One of the assistant editors of OED has noted that ‘Mx’ was the first addition to the traditional and hidebound honorifics of Mister, Missis, Master, and Miss. He, Mr. Jonathan Dent, asserted that the development was a demonstration of how English was “evolving to accommodate a changing and more open-minded society”.
Back at home – in Sri Lanka, not ole Blighty – certain purists are still struggling to cope with new ‘dictionary’ words such as ‘ginormous’. Which is, of course, as you can see almost immediately, a portmanteau from ‘gigantic’ and ‘enormous’. That reminds me of one young lady account executive at an advertising agency back in the day, who complained bitterly that the “purity” of the English language was being spoiled by “unwanted additions” such as “asweddumize” – a loan word from (you guessed it) Sinhala. Happily, a sharp-tongued young creative writer (who shall remain nameless for shame of the humble stamp of his lowly origins) snapped back: “Yes, pity about all those ‘unwanted’ Greek, Latin, Hebrew, Celtic, Viking, Frankish, Germanic, Italian, Spanish, and Tamil words that are ‘spoiling’ it, too!”

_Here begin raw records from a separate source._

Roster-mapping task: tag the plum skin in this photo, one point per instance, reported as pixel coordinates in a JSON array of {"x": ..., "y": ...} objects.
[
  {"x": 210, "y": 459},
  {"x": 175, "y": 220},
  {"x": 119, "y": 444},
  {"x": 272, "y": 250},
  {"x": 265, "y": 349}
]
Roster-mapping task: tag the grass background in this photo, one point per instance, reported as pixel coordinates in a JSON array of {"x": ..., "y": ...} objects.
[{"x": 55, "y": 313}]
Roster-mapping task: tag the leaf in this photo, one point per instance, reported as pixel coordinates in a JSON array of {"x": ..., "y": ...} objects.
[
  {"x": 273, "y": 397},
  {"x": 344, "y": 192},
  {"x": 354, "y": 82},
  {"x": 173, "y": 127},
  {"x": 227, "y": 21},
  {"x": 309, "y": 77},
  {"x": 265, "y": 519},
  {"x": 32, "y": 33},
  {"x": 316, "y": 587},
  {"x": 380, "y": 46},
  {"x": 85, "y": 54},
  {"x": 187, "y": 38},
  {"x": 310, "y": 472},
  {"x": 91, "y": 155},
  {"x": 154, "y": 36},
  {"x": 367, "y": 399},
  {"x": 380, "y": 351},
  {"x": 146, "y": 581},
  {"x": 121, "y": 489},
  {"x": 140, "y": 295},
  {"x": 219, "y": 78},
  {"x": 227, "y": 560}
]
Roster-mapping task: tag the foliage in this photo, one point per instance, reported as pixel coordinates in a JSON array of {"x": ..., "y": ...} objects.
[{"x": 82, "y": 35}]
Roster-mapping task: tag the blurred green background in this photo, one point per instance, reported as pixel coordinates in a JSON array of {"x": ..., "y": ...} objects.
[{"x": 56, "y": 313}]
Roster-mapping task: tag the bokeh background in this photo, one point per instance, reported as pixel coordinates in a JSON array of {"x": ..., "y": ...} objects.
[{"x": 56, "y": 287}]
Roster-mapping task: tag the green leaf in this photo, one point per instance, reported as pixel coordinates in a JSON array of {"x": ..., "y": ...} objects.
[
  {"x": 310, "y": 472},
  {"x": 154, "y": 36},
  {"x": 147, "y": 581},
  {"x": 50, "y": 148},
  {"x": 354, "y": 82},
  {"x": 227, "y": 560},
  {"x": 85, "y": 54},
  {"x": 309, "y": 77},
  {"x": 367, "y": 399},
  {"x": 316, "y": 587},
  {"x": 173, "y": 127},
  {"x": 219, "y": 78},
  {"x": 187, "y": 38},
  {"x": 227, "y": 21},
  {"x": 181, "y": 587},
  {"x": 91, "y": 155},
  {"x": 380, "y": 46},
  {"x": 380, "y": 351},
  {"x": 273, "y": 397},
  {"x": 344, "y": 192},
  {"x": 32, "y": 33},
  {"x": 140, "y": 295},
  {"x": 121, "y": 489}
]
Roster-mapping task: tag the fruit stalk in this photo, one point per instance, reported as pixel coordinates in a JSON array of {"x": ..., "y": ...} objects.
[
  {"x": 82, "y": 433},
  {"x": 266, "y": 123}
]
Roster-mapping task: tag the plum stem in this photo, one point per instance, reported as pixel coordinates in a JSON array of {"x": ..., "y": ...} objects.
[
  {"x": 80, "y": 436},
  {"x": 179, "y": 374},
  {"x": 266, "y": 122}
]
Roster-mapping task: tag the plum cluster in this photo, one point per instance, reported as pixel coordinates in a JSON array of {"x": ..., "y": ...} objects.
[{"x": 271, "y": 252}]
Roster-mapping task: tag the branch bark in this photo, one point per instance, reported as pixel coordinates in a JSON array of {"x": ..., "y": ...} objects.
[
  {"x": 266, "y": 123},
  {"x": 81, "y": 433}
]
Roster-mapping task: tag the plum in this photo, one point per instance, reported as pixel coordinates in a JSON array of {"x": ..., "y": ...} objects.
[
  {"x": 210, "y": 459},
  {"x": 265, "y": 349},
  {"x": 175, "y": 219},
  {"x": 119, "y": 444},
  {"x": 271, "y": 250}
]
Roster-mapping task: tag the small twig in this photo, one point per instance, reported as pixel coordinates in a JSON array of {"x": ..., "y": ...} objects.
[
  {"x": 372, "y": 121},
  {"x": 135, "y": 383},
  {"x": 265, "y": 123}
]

But back to Jonathan Dent, Esq. (Ah, there’s an honorific I haven’t heard used in a long while!): “This is an example of how the English language adapts to people’s needs, with people using language in ways that suit them rather than letting language dictate identity to them.”
You said a mouthful, M. Dent! Wonder what the next honorific to emerge will be? Will it come from the LGBTIC communities? Maybe Mf, Mz, or Mxy? Or will OED take the plunge and plagiarize S/He – or Xe or Zhe – to set the tone for a liberal new linguistic identity crucible?